Personal identification through the use of fingerprints is probably the most used biometric modality, and its accuracy is crucial in applications critical to society and business. Improved methods for preprocessing, feature extraction, and matching have all led to the high accuracy of today’s fingerprint recognition systems. The authors here propose a method for enhancing fingerprint images to improve matching accuracy.
They begin by briefly discussing the extraction of minutia points from a fingerprint image; these features are locations where the fingerprint ridges either end or split into two, along with the angle of the ridge at the end or split point. While not all fingerprint recognition is done on the basis of minutia points, or on minutia matching alone, it is the most common feature representation, especially in the forensic (law enforcement) field. Most enhancement operations are conducted either in the spatial or transform domain.

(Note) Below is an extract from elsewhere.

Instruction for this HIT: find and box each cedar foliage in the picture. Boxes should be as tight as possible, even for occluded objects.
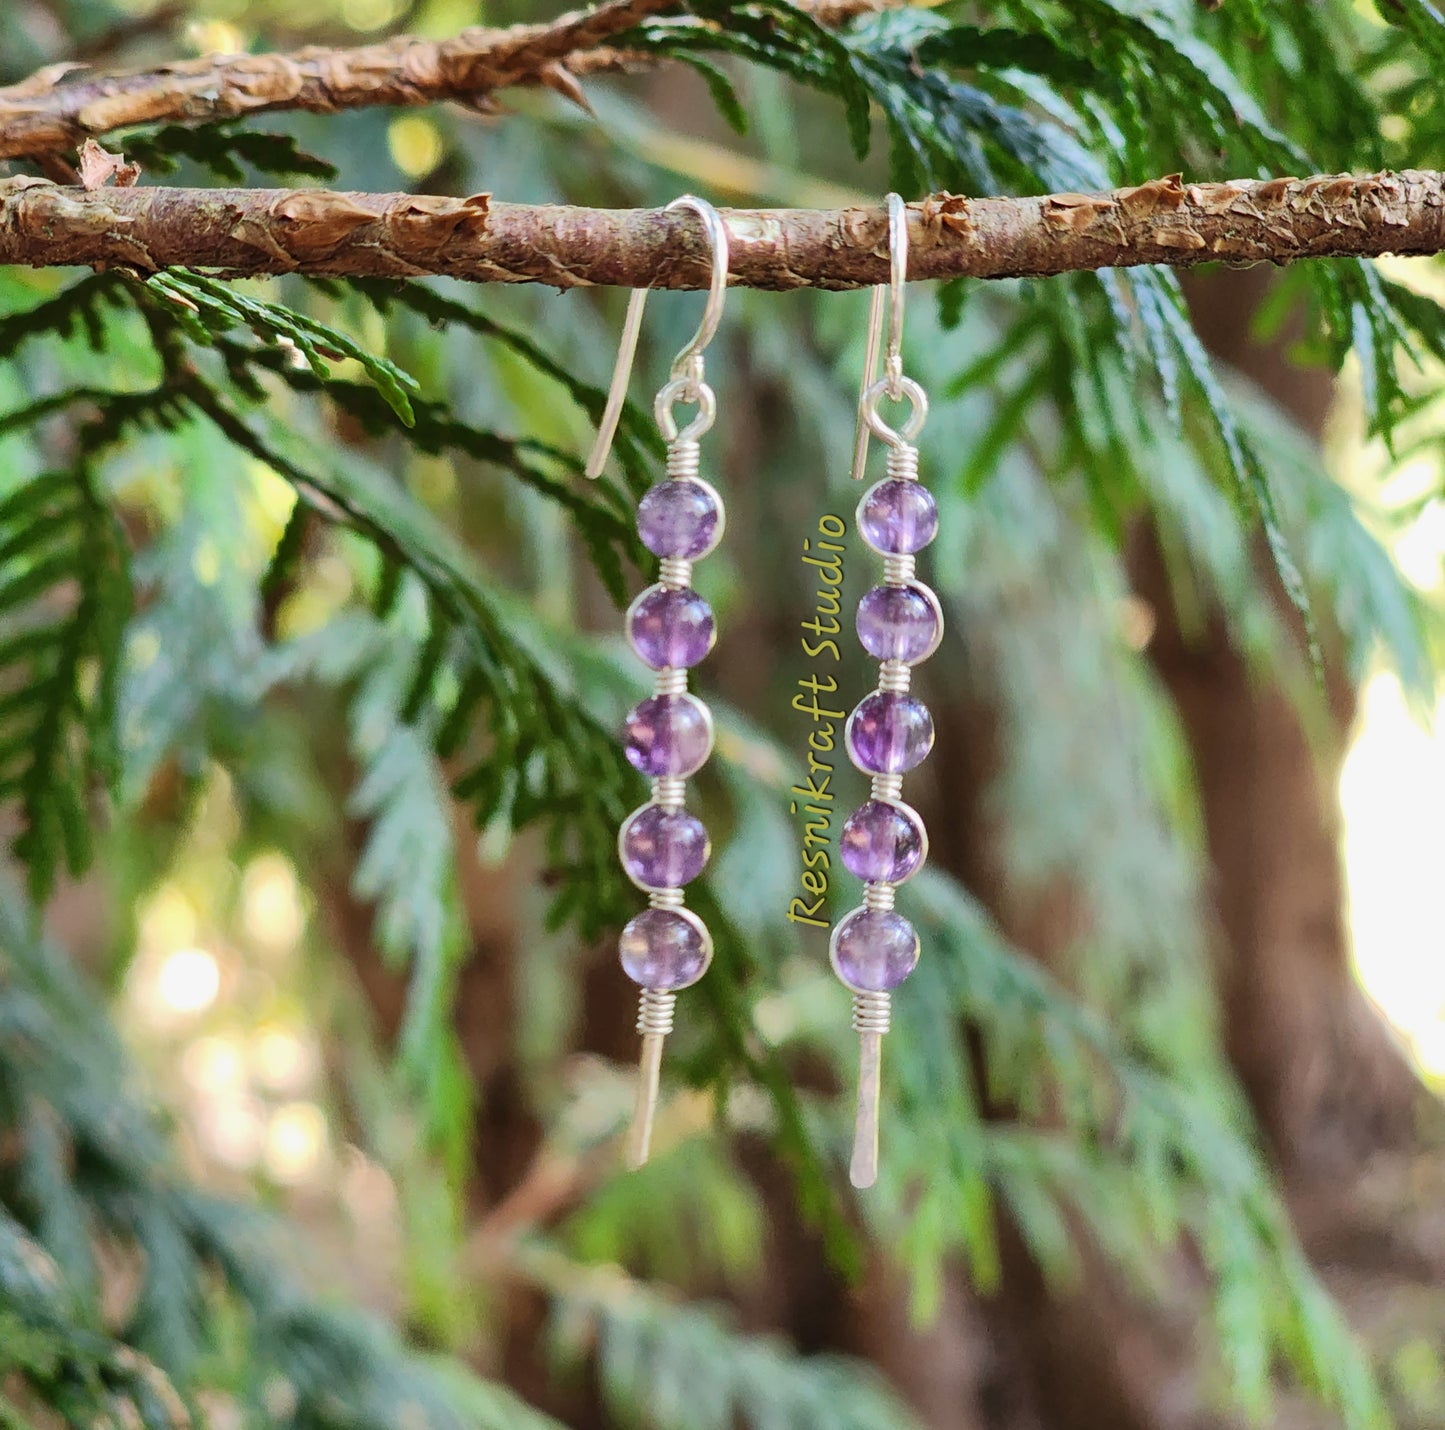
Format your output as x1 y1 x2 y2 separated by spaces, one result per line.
0 0 1442 1426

This paper properly points out that much research has been published on methods for fingerprint image enhancement, and the references mention a sampling of the work in this field.
The proposed method consists of a spatial enhancement operation followed by a filtering in the transform (spatial frequency) domain. The spatial enhancement proposed is a form of localized image normalization, operating on small neighborhoods within 8-by-8 blocks of pixels. Based on the image database used for testing, it’s likely that this value is optimized for fingerprint images captured at 500 dots per inch (dpi); newer systems that use 1,000 dpi may require larger window sizes. Once the image is locally normalized, radial and angular filters are applied to enhance spatial activity within a range of spatial frequencies. This is an alternative to the frequently used selective Gabor filter. The output image shows generally good contrast and good preservation of the key features in the image. The authors test their method by performing extraction and matching on the enhanced images. The results in equal error rate (EER) are positive, though it should be noted that the improvement attributable to the enhancement may depend strongly on the extraction and matching methods used.
The paper is a complete and understandable description of an enhancement method for fingerprint images. As another addition to a well-researched field, it is more contributory than groundbreaking. Systems that rely on level 3 fingerprint detail (pores), that use 1,000 dpi resolution, or that do not use minutia for matching may not find the method useful, but many applications could possibly benefit from the proposed algorithm.